I’m so close to finishing Remix and it’s just one of those books that you know is going to stay with you. Non Pratt has such a way with words that you don’t simply get a generic contemporary novel about a girl – in this case two – who falls for someone they shouldn’t, or has a bad break-up. Instead we’re given a rich ensemble cast that populates a story about how the relationships of these two girls affects their friendship; and that’s something I struggle to see, even in YA. Don’t get me wrong, I love soppy romance stories, but it’s refreshing to read something new, told in a constantly switching POV between Kaz and Ruby.
What drew me to buy the book however was not what I’d heard about the story or what I knew about the author. They were of course factors, but in a store filled with hundreds of different books, there’s a lot of competition when it comes to standing out and being bought. What actually drew me to the book was the cover.

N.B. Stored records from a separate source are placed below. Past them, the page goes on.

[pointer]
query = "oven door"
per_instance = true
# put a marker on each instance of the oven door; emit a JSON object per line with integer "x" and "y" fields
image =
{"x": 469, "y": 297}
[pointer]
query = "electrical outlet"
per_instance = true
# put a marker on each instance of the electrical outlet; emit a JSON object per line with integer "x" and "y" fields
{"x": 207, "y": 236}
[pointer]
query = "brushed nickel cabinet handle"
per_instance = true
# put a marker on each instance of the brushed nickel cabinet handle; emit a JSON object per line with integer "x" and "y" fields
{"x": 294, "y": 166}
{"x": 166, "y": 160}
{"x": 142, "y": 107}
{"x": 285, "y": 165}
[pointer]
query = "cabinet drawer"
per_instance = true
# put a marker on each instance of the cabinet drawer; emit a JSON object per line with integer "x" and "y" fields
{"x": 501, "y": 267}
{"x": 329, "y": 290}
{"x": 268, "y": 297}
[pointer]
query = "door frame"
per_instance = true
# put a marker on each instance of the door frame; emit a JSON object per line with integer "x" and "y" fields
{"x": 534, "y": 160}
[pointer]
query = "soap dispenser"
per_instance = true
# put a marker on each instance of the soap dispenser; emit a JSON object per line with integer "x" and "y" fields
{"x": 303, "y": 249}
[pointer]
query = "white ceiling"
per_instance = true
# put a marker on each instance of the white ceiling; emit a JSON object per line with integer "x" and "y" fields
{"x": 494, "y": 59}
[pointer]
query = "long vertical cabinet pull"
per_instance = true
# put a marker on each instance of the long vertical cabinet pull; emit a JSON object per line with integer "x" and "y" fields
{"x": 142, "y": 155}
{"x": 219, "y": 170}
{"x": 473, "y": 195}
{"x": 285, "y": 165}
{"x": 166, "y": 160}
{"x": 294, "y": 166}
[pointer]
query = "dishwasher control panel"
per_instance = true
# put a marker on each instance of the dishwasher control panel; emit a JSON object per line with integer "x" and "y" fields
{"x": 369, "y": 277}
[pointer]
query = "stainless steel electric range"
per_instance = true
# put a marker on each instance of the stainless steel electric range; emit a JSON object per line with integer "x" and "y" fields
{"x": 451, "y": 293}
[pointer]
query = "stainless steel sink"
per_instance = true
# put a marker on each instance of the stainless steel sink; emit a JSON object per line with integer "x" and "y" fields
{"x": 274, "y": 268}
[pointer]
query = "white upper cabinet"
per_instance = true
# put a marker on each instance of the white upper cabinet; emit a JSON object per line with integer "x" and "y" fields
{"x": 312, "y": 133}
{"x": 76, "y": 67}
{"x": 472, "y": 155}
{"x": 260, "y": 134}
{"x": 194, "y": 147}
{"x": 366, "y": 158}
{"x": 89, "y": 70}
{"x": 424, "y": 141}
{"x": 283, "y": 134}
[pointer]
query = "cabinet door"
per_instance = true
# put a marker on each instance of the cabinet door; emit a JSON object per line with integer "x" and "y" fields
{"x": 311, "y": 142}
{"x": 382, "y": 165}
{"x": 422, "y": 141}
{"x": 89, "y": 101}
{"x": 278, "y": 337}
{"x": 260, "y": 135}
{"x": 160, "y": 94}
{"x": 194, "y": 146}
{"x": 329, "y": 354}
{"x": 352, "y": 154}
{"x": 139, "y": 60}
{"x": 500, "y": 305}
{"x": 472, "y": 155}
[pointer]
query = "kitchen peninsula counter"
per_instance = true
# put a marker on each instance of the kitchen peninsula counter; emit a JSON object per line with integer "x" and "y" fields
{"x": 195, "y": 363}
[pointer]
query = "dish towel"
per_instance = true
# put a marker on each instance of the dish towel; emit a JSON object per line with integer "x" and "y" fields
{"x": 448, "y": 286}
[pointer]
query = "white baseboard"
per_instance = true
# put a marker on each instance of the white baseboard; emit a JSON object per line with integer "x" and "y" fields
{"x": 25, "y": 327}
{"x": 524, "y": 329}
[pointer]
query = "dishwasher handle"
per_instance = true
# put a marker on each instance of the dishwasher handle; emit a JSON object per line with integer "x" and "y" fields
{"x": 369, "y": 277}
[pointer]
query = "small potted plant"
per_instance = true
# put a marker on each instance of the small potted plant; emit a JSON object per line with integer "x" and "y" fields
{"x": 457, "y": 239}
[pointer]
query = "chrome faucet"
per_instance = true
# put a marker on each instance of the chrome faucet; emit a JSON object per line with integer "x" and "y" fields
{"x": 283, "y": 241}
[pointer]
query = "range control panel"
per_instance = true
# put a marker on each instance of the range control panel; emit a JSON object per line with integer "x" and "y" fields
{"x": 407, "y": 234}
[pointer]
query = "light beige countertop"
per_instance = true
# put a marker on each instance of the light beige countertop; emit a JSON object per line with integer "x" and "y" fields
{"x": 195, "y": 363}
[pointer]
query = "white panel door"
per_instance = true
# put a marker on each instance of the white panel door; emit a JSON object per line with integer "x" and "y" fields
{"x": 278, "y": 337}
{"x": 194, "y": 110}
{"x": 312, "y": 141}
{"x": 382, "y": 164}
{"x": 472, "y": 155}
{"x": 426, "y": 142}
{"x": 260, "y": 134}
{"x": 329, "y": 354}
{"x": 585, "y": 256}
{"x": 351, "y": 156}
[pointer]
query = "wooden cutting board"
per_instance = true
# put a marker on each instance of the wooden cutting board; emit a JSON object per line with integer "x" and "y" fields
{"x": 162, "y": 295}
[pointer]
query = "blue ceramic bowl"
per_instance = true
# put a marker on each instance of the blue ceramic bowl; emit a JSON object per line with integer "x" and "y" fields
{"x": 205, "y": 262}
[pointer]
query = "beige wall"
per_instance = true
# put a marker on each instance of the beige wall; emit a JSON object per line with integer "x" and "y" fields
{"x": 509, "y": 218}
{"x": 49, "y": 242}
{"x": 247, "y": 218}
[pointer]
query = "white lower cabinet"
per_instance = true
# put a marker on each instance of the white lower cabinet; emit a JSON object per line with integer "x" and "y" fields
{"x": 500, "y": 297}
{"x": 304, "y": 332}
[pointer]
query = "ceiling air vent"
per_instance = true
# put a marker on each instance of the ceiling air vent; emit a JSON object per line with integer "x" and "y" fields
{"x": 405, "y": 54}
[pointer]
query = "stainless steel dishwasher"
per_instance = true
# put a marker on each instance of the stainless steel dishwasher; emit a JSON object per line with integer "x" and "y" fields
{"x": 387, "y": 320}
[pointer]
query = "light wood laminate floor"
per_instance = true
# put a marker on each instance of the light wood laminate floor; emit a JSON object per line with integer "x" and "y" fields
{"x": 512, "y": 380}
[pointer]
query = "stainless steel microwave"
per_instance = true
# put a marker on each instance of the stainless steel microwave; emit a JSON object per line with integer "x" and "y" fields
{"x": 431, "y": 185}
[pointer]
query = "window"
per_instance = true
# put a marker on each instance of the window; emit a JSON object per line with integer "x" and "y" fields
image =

For one, yellow is not a typical book cover colour, and the sheer luminosity of the front cover – yellow, orange and fluorescent pink – is enough to capture anyone’s eye. The design lends itself as being a book about a music festival, complete with the raised hands of festival goers in a contrasting blue tone.
The font and layout of the front cover imitates a music poster, while the back is artistically designed to look like a festival leaflet complete with lists of ‘who’s on what stage?’. The whole jacket is far from plain, utilising multiple fonts and highlighting certain words with the use of different colours and images. At brief glance it looks like a festival advertisement rather than a book, and that’s its Unique Selling Point (USP); the reason why people will look. The cover isn’t simply beautiful or artistic, it’s a very clever marketing scheme.
But the element I love the most, having read 248 out of 300 pages, is the way main characters Kaz and Ruby are displayed on the front. Very simply, the image of the two girls lets anyone know with just a quick glance who the main characters are, but more deeply it emphasises their state of mind at the festival. On page 181, Ruby says ‘… all the colour’s drained out of my mood – and as I turn greyer, Kaz grows brighter’. So the cover isn’t simply emphasising the location, the background, of the book. It isn’t simply attracting us to buy it. The cover is highlighting – forshadowing – the story; telling us that, in essence, the story is about Ruby losing herself, while Kaz finds herself. It emphasises a suffering friendship, and that this is the dramatic point for which everything else revolves around. This isn’t a story about a boy and a girl.
It’s about two girls, a friendship, and how everything can so easily fall apart in such a short time.